After the sell-off in December, investors are wrestling with FOMO now the markets have rebounded, albeit with short-term volatility.
Greg Taylor, CIO at Purpose Investments, believes many people sold more than they should have and put their cash up too high. Fears escalated that it was a significant late-cycle change and that interest rates were heading in one direction only.
Instead, the first three months of the year were buoyant as the US Federal Reserve turned tail and became more dovish. A further US hike looks unlikely in the immediate future, while the Bank of Canada has followed suit and stayed pat.
Taylor said this has caused many investors to question whether they are underinvested and believes the recent buyback into a “narrow bunch of tech winners” exacerbated the volatility in April.
But while short-term swings are set to be a reality going forward, he believes the fact central banks have reined in interest-rate policy means this bull market has longer to run. Investors are, therefore, safe to buy the dips to ensure they have good exposure to an equity market that has more to offer given that a global recession is not imminent.
Taylor told WP: “Timing the market is dangerous because over time, equities do well. You just have to go through the noise and make sure you are not making panic moves at the wrong time.
“In the short term, we have a bit of volatility ahead of us. I think the trade disputes aren’t really going away and the China dispute could linger on for a little longer than everyone thinks.
“The reason for optimism is the big news that the central banks globally have gone back to a dovish camp - they are ready to defend markets, they want to backstop investments and they don’t want to be the ones that destroy the cycle and hike at the wrong times.
“When central banks have your back and are in more of a dovish camp, that’s traditionally a really good time to be invested in the stock market and risk assets.”
Taylor pointed to mitigating factors that offset fears of a global recession.

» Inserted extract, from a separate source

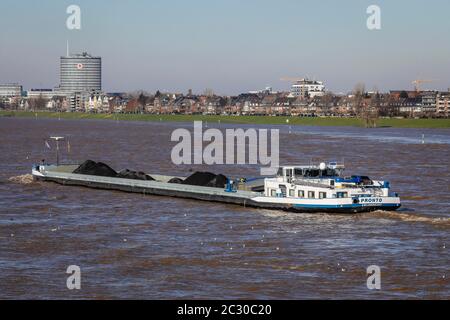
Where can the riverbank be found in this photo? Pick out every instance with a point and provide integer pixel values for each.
(309, 121)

He liked the green shoots in China, Europe stabilising and the rude health of the US economy, which is running at record low unemployment levels. Taylor believes that as long as the trade dispute doesn’t get out of hand and the central banks remain dovish, the longest bull market in history can go on for a few more years.
A positive sign that we are not at the top, he argued, came in the form of IPOs. While some analysts are touting Lyft’s and Uber’s early struggles after going to market as the next pets.com, Taylor thinks differently, with the caveat that he hasn’t got his head around the ride-sharing companies’ business models.
He explained: “I’m not a big fan of Uber or Lyft, so I’m not recommending buying these. But saying these listings are a sign of the top, saying it’s the same as pets.com? I push back on that.
“We’ve been waiting for years for companies to go public. There are a lot of good private tech companies that have been staying private longer than they would have.
“The fact they are going public now should be looked on as a good news story. There’s a lot of demand for these stocks and, really, if they weren’t going to go public now when were they going to go public?
“We have all the [good] signs in the NASDAQ and I think we shouldn’t be looking at this as the top. It’s a sign people are looking for new names, looking for exciting stories and the risk tolerance to invest money in growth companies in North America is there.
“The ride-sharing companies have not had a good debut but Beyond Meat has had a good start and others are doing well, and it will be interesting to see whether WeWork goes public this summer.”